Sunday, December 08, 2013

It's Beginning To Look A Lot Like A Simple Christmas

Are you getting that feeling this Christmas season? It's not necessarily a new feeling, either. Its tingle might feel a little familiar. Likely you experienced it last year. Perhaps even the year before that.
It's that feeling that Christmas could be, should be a heckuva lot simpler.
I'm meeting up with a lot of people who are expressing the same wish that I have: Christmas is too commercial and too focused on stuff. There's too much pressure to buy things and people are getting harder to buy for.
The way the feeling is manifesting itself in me this year is a desire to be donating money instead of buying gifts.
With my mother home with us for Christmas this year, we have been attending the Advent services at church together. On the first day, we received a sheet of paper that works as a Advent giving calendar. Each day, we are given a monetary task to fulfill, like "Give 10 cents for every Christmas CD you have" or "Give five cents for every Christmas card you will send".
Yesterday, the feeling hit me with a wallop. My husband and I were going to attend the Christmas Open Mic at the theatre in Oxford and admission was a monetary donation to the food bank. Whomp! Like a punch to the chest, I felt that this was how I wanted to celebrate Christmas, this was how I wanted to spend my money.
Giving. Helping. 
Why am I buying socks for our stockings when I could be buying a gift for a child?

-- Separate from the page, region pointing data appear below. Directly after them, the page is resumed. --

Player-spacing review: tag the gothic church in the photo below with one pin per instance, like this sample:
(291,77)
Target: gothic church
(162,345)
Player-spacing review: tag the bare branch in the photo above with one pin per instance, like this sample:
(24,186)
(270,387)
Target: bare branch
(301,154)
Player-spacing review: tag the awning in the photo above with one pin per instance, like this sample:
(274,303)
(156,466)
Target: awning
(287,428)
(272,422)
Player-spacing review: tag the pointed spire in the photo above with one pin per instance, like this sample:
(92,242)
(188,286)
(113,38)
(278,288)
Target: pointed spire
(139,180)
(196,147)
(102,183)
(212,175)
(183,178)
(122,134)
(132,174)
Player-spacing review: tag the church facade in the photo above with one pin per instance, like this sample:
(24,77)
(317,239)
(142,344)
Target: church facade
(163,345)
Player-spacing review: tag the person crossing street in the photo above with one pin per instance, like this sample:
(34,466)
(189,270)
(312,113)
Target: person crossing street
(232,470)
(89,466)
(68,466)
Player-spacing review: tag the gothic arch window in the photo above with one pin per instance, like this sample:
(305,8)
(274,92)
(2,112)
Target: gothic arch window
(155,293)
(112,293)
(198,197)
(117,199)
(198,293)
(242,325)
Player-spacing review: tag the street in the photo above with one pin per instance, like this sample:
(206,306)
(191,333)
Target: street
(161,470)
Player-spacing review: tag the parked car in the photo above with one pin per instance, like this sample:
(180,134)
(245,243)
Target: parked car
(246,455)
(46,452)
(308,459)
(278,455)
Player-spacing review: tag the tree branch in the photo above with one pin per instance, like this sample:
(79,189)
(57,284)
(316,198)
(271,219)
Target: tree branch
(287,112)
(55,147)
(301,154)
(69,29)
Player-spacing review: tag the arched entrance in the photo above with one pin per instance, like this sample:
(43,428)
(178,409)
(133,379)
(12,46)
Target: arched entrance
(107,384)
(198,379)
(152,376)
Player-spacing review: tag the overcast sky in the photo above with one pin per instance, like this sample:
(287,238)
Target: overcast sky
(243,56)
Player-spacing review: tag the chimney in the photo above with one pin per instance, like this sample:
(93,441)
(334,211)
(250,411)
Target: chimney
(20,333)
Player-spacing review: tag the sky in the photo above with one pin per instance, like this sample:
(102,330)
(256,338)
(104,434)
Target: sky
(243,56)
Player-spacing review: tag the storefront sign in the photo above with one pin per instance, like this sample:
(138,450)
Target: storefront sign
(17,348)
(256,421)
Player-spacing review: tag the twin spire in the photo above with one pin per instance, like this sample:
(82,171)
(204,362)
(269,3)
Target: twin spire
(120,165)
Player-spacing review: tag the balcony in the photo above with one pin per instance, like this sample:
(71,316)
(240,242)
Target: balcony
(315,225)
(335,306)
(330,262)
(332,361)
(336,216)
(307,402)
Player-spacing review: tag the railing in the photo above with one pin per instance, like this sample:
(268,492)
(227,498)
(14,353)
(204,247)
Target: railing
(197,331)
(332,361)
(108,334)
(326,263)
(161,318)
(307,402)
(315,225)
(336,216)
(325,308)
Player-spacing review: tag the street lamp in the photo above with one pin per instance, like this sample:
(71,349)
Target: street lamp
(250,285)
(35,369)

Why am I buying chocolates for our stockings when I could be donating to the food bank?
Why am I buying books for our stockings when I could be making a donation to the local library?
Why am I buying hand lotion for our stockings when I could be donating those to a women's shelter?
This list could go on...Obviously "just stockings" is still creating a shopping monster.
Listening to friends talk about this yesterday, I heard them say, "It's the kids who want to do gifts. They're the ones who say 'Oh, Mom, we want to buy you gifts'." And families with children still at home, couples with grandchildren must find it very difficult to resist the orgy-of-gifts circus that Christmas has become.
Imagine Christmas as a season of gratitude instead greed.
Yet it's the whole idea that Christmas is about giving that trips us up in the end.The statements ring out: "We want to give you gifts" and "I have to give my parents gifts" even when those gifts are just money or gift cards, presents with no thought or meaning behind them.
We can't even hold ourselves to one gift each. It's always one more thing... Stockings are a joke! I already have so much, the stuffed stockings will balance on a pile of stocking gifts. Yeesh. 
But I am amazed that every year, more and more people are expressing the idea that gift-giving should be scaled back if not stopped altogether. They -- we -- aren't anti-Christmas but instead, they -- we -- want to focus on something different for Christmas.
Blessings.
There is no stocking big enough, to space under the tree wide enough, no box deep enough to hold all the blessings in our lives.